La nostalgia non mi ha mai convinto molto.
Ciò che accade qui riguarda piuttosto la costruzione di profondità dentro una cultura che premia continuamente la superficie.
Profondità delle conversazioni.
Profondità delle relazioni.
Profondità del tempo.
Profondità persino del dissenso quando emerge.

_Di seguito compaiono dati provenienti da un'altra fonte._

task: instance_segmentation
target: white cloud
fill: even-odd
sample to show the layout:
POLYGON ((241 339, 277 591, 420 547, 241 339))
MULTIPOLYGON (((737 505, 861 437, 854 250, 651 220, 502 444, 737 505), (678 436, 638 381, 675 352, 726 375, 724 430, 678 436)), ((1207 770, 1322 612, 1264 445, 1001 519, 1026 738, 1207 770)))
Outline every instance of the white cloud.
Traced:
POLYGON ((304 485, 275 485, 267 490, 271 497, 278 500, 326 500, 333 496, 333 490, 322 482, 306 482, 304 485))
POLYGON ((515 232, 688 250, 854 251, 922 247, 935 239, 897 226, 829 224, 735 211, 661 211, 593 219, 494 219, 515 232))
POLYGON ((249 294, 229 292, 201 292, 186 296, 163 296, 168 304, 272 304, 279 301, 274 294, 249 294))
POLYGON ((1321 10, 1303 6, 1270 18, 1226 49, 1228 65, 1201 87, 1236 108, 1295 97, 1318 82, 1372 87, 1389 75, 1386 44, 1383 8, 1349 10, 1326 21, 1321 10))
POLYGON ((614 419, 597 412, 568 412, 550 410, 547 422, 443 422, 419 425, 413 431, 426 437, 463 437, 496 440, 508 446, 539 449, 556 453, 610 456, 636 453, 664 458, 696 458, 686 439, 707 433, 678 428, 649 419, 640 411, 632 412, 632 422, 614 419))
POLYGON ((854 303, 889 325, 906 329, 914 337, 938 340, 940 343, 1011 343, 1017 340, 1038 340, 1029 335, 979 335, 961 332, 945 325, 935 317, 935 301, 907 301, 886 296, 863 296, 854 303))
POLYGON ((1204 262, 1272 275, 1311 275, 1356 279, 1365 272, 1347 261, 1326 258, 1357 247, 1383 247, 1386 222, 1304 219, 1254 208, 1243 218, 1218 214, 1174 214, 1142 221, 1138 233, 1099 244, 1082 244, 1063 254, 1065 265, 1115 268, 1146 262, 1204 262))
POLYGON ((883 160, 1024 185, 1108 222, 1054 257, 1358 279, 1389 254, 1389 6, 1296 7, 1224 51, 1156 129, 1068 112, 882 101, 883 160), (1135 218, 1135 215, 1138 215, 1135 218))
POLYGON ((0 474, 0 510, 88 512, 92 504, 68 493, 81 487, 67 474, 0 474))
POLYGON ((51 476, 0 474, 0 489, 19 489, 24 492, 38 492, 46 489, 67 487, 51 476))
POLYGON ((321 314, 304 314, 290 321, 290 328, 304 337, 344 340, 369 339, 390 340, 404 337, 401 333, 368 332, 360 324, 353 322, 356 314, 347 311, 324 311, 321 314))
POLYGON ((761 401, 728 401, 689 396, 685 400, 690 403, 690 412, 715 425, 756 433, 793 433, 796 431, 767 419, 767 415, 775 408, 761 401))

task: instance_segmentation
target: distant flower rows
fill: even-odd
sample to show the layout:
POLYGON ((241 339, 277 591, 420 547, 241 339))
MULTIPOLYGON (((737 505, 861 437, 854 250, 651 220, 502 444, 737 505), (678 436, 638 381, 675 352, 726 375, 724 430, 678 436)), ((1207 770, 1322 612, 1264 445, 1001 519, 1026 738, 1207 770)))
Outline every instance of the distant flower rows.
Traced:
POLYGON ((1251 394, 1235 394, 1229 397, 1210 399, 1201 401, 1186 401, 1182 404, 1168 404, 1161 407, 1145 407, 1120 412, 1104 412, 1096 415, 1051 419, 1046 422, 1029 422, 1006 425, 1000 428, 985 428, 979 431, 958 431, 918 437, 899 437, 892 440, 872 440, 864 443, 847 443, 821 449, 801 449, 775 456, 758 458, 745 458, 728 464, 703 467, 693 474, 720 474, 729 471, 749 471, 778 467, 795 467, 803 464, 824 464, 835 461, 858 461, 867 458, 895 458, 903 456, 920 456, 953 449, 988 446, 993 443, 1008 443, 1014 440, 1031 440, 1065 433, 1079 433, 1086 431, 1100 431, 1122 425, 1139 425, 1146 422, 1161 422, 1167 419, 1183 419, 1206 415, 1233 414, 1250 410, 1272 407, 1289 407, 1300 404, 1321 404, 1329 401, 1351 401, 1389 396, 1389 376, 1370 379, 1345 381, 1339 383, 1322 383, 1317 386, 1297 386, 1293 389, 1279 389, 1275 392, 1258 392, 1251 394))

Perché senza profondità non esiste amicizia.
Esistono contatti.
Esistono reti.
Esistono pubblici.
Esistono follower.
Ma l'amicizia richiede qualcosa di più scomodo.
Una certa esposizione.
Una certa vulnerabilità.
Una certa disponibilità a lasciarsi trasformare dall'incontro.
Non so se un festival possa produrre tutto questo.
Probabilmente sarebbe ingenuo pensarlo.
Ma forse non è nemmeno questo il punto.
Forse il punto è che esistono ancora luoghi nei quali qualcuno si assume la responsabilità di preparare il terreno.
Di custodire il fuoco.
Di rendere possibile ciò che altrove sembra sempre più raro.
Poi il resto dipende da noi.
Dalla nostra capacità di abitare questi spazi senza consumarli immediatamente.
Di attraversarli senza trasformarli in contenuto.
Di riconoscere che alcune delle cose più importanti della vita non accadono perché sono efficienti, ma proprio perché non lo sono.
Forse è questo che continuo a portarmi dietro tornando da Ariano.
L'idea che, mentre il mondo investe enormi risorse nell'aumentare la velocità delle connessioni, dovremmo ricominciare a investire sulla profondità delle relazioni.
E che, in fondo, le famiglie d'intenzione che periodicamente si ritrovano attorno a luoghi come l'Agriturismo Regio Tratturo - Ariano Irpino rappresentino molto più di una bella esperienza comunitaria.
Rappresentano una domanda aperta sul futuro.
Una domanda che riguarda il modo in cui sceglieremo di stare insieme nei prossimi anni.
Non chi siamo.
Non da dove veniamo.
Ma se saremo ancora capaci di riconoscerci senza doverci assomigliare.